Zareen Khan stands in the dining room of her eponymous Palo Alto restaurant. Photo by Veronica Weber.
Khan debated whether she should participate in a news story about what she experienced, worrying that the visibility could threaten the safety of herself or her family. She mentioned the man who drove a car into a crowd of pedestrians in Sunnyvale in April, allegedly based on some of the victims' race and his belief that they were Muslim.
Ultimately, though, it felt too important, Khan said -- on the same weekend federal ICE raids were scheduled to target undocumented immigrants around the country -- to speak out about what she sees as a rise in Islamophobia and racism in the Bay Area.
"It's important to recognize that Islamophobia is not solely experienced in confrontational events like this one. It has woven itself into the daily lives of every Muslim," said Khan, who grew up in Karachi, Pakistan, and came to the U.S. to study economics at Northeastern University. "For example, in the morning I have to decide if I will wear a traditional outfit or a safer, more conventionally American outfit. When I get into an Uber and am asked where I am from, is it safe to tell the truth?"
She said that Muslim family members and friends have experienced discrimination and even violence in the Bay Area.
"Mine is not the only story," Khan said.
"You want to assimilate in a community. We want to feel like we're American citizens," she added. "There should not be discrimination ... based on who you are."

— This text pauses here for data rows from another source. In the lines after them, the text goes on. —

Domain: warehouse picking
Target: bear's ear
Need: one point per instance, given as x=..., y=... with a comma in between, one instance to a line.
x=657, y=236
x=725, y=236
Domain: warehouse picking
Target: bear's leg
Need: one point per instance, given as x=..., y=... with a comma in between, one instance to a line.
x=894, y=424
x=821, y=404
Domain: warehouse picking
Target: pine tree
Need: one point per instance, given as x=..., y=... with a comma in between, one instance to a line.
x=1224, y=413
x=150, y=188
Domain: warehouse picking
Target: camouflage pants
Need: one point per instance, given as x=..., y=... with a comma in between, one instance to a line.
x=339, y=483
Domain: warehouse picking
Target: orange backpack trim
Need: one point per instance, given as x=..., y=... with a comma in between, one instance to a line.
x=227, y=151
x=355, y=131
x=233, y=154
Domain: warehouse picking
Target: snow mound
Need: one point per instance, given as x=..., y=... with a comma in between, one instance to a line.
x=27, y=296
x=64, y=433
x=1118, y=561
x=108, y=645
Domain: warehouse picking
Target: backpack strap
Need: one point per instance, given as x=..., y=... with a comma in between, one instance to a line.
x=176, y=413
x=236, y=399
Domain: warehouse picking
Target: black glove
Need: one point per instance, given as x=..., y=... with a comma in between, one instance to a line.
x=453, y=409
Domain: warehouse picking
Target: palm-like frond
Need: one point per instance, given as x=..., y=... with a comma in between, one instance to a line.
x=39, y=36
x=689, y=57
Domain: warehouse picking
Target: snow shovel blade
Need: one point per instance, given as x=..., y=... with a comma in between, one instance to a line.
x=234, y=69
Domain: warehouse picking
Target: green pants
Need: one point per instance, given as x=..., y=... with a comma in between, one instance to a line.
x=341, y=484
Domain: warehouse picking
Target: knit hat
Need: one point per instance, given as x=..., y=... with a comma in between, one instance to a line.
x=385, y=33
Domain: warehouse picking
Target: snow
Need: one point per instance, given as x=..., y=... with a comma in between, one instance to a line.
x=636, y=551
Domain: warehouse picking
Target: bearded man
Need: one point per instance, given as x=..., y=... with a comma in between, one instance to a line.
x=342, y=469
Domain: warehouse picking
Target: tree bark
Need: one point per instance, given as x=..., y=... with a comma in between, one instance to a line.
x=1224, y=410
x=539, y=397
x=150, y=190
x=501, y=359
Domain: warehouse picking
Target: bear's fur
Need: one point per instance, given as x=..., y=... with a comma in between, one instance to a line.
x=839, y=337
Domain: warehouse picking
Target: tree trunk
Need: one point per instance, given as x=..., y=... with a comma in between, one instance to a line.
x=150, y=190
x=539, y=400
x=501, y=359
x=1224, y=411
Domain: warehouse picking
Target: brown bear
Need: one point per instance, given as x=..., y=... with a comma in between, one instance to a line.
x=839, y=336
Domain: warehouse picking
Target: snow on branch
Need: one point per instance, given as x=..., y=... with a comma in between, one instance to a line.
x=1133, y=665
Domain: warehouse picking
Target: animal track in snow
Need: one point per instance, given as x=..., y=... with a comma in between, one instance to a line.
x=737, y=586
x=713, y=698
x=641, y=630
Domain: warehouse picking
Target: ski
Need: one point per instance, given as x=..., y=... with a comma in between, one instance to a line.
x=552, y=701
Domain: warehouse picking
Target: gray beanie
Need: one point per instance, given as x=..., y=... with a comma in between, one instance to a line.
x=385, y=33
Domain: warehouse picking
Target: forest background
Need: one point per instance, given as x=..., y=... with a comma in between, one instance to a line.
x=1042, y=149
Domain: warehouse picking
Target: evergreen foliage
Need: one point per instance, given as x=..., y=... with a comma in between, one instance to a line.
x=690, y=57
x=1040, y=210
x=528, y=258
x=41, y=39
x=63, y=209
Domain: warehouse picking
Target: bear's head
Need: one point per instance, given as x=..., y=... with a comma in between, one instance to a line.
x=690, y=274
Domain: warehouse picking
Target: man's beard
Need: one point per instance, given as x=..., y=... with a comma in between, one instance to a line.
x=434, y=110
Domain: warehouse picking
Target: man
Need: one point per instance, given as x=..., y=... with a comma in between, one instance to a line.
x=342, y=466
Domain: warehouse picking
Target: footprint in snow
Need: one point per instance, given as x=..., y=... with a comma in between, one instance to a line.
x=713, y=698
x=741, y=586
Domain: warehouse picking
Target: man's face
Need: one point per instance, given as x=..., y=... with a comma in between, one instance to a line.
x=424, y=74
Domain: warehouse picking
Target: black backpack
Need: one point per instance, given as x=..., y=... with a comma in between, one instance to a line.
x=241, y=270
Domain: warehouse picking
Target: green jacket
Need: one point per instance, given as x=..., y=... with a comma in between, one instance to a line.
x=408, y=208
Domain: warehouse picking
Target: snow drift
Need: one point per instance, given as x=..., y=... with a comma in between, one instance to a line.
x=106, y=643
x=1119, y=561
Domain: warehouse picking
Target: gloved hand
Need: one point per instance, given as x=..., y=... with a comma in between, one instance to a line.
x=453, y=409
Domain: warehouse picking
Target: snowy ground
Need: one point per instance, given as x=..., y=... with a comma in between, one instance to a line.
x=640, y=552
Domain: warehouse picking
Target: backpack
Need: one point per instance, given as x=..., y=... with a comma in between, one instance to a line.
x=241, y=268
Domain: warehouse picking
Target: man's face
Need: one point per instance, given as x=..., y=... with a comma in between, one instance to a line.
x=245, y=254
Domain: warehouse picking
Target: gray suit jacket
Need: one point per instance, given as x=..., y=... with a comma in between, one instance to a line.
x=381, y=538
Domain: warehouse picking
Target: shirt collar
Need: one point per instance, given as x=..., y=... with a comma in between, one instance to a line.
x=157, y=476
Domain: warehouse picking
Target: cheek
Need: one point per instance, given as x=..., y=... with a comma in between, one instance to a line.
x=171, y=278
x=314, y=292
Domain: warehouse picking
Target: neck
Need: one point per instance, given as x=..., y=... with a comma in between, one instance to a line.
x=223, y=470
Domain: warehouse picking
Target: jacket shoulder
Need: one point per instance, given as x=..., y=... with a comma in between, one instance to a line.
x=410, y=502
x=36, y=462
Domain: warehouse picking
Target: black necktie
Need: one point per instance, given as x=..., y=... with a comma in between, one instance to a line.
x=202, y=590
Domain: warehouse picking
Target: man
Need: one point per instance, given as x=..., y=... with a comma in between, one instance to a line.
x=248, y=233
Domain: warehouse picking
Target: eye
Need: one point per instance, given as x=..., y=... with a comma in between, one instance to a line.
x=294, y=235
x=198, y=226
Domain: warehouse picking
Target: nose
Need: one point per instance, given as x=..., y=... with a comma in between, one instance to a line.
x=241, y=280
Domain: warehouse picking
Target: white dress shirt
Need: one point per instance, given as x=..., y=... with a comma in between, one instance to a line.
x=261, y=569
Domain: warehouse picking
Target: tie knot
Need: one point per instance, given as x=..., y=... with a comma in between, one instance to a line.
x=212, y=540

She said she empathizes with some of the discrimination that undocumented immigrants face in the United States today, including "being viewed by society as a problem.
"Having this experience and then learning about the unfairness of the upcoming ICE raids prompted me to help in anyway I can," she said. "This country was built and continues to be built by immigrants. We deserve and demand respect."
Khan opened her first eponymous restaurant in Mountain View in 2014 and expanded to Palo Alto's California Avenue two years later. Her contemporary Pakistani/Indian food regularly draws crowds at both locations.
She plans to donate at least $5,000 in proceeds to the ACLU over the course of the year.
On Saturday, the ACLU filed an emergency temporary restraining order on behalf of Pangea Legal Services, a Bay Area nonprofit that provides legal services to immigrants, particularly related to deportation defense, in response to the planned ICE raids.